Do You Suport the Bailout?

Do You Support the Bailout of the Financial System?

  • Yes

    Votes: 5 20.0%
  • No

    Votes: 20 80.0%

  • Total voters
    25
Of course not. I found it interesting that Obama supported much of the bail-out that Bush proposed. If he becomes President, he'll definitely have to take much of the blame for it when it fails.
 
A National Credit Union in lieu of the Federal Reserve, with congress setting the interest rates?

:clap2:

-Joe

I don't like it. Sounds like something Alexander Hamilton would jerk off to.

The only thing that will work in the long run is a sound currency. No more paper currencies backed by nothing and valuated by artificially adjusting interest rates.
 
Of course not. I found it interesting that Obama supported much of the bail-out that Bush proposed. If he becomes President, he'll definitely have to take much of the blame for it when it fails.

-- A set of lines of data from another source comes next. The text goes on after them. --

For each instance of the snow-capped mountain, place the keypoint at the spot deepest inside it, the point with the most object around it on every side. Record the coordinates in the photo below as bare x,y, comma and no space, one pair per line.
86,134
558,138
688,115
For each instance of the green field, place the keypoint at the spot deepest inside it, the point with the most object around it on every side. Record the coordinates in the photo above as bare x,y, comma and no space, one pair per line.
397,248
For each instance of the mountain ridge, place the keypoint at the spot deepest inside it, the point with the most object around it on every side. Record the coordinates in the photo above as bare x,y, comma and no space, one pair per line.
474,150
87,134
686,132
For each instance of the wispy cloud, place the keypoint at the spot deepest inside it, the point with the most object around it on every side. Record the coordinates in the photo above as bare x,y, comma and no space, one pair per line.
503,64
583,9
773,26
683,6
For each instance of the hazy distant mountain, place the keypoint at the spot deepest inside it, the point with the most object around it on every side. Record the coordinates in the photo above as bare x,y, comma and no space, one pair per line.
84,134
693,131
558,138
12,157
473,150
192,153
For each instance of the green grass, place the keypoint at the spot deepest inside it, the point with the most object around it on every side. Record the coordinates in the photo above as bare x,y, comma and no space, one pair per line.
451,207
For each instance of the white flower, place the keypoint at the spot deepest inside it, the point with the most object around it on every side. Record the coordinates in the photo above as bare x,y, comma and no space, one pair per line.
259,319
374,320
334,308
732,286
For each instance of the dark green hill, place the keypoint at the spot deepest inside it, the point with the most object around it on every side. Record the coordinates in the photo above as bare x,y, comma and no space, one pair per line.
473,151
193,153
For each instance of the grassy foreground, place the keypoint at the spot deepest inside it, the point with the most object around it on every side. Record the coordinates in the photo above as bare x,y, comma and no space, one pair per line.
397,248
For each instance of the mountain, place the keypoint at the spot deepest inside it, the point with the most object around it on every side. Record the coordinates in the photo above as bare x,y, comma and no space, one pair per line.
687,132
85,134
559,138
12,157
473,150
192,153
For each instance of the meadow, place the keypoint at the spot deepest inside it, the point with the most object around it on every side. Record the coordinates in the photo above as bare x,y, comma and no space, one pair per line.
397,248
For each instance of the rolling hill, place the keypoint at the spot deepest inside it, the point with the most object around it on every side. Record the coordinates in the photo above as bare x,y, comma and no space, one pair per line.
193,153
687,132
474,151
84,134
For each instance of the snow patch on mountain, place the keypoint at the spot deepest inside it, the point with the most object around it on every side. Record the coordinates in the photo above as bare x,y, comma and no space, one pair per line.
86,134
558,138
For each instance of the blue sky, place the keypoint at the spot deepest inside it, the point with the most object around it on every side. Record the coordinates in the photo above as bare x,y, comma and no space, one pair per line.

Are you kidding ? When have you seen liberals claim responsibility for anything?
 
Of course not. I found it interesting that Obama supported much of the bail-out that Bush proposed. If he becomes President, he'll definitely have to take much of the blame for it when it fails.

Yes, make sure you forget about the plethora of others in government and the private sector who drafted this nation-killing legislation, and firmly place blame upon only those of your partisan choosing. :rolleyes:

Like McCain doesn't share just as much blame. Or pretty much most of congress. Or most of the elite private sector bankers and corporation board members and executives.

People like you ENABLE this bullshit.
 
This is quite possibly the most ridiculous proposal I have ever seen. Do you understand anything about how a free market should operate?

Brian

Sounds Hamiltonian, doesn't it?

But understand, not everyone embraces the idea of the free market, because decades of mistakes from bad policy have been made to APPEAR as though they were the result of a free market that is in actuality anything BUT "free".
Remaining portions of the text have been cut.